I don’t think that Christians should go around guilt-ridden if they engage in this practice. On the face of it, this seems like a natural sexual safety value for single men—especially younger men in their sexual prime. Like learning how to walk or perform other athletic activities, this form of sexual experience and physical experimentation may train an unmarried young man in attaining some degree of mental and muscular control so that he is not a total novice on his wedding night. . . . I can’t say absolutely if it is right or wrong, but I tend to deem it permissible under some circumstances. (“Too hot to handle – 2”, 7-15-04)
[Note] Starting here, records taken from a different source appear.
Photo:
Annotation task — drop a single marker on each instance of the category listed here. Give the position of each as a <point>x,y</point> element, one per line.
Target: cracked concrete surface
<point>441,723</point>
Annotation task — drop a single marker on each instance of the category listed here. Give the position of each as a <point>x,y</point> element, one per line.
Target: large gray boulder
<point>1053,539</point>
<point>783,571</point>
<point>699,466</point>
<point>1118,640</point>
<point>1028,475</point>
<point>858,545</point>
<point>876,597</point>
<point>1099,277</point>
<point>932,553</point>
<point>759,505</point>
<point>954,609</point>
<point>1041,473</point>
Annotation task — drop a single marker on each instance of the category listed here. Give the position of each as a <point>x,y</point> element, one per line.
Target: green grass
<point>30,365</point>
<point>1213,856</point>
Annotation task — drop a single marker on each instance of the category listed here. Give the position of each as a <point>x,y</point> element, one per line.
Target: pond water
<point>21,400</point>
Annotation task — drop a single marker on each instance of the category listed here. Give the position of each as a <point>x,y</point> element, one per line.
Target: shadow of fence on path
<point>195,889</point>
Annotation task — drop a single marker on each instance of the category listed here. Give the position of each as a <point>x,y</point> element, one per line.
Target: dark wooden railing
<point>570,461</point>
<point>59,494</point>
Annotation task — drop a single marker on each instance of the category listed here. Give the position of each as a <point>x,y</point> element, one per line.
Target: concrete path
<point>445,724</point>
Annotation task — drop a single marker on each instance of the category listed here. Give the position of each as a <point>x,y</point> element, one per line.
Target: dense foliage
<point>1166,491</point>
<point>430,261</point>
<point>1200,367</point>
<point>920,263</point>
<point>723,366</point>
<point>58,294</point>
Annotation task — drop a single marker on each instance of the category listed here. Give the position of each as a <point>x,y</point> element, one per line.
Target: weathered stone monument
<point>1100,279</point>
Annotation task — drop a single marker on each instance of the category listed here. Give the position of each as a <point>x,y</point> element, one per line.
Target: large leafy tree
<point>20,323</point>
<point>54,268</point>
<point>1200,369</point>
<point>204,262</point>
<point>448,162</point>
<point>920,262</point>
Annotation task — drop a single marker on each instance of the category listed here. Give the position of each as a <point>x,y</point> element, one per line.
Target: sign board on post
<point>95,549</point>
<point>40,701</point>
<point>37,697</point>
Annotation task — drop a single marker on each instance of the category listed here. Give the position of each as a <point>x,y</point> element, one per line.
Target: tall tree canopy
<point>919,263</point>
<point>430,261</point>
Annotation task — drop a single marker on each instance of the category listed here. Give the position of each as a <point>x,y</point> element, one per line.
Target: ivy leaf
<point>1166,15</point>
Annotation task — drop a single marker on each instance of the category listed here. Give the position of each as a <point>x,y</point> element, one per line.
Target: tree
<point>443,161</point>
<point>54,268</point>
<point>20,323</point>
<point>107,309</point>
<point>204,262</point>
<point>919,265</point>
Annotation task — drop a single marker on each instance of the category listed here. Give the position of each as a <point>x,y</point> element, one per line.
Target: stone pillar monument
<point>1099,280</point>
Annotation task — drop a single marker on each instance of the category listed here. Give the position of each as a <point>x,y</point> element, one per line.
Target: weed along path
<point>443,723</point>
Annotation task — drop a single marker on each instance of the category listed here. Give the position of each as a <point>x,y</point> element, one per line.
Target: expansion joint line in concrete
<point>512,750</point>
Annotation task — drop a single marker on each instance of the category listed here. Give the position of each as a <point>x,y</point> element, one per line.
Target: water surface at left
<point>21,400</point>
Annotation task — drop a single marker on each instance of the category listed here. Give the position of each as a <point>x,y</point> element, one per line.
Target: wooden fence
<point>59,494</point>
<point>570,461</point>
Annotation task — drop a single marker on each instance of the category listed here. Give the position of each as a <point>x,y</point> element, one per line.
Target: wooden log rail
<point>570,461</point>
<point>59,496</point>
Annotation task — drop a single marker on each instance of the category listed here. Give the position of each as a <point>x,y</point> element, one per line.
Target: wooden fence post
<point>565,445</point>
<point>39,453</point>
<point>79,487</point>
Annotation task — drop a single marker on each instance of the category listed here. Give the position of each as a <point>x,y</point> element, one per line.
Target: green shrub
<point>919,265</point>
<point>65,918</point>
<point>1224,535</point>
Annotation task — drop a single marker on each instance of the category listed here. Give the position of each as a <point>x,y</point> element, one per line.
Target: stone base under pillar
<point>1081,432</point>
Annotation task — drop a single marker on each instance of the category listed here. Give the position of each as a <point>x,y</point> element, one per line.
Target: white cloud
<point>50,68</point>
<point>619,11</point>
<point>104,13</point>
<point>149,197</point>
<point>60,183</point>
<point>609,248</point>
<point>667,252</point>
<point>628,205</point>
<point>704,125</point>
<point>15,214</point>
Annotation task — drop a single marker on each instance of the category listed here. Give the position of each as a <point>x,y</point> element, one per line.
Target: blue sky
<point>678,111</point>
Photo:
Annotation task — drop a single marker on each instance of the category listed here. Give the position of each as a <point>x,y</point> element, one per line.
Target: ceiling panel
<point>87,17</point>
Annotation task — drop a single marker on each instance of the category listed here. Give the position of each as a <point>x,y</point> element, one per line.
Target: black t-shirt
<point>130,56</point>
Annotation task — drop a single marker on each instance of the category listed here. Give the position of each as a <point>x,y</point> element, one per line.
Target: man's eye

Martin Luther, the founder of Protestantism, on the other hand, opposed the practice. He referred to it (so it seems fairly clear in context, I think) as a “secret sin”:

From: The Estate of Marriage (1522); translated by Walther I. Brandt; pp. 17-49 in Luther’s Works, Volume 45 (Philadelphia: Muhlenberg Press, 1962):

Therefore, just as God does not command anyone to be a man or a woman but creates them the way they have to be, so he does not command them to multiply but creates them so that they have to multiply. And wherever men try to resist this, it remains irresistible nonetheless and goes its way through fornication, adultery, and secret sins, for this is a matter of nature and not choice. (p. 18)

[T]he devil has contrived to have so much shouted and written in the world against the institution of marriage, to frighten men away from this godly life and entangle them in a web of fornication and secret sins. (p. 37)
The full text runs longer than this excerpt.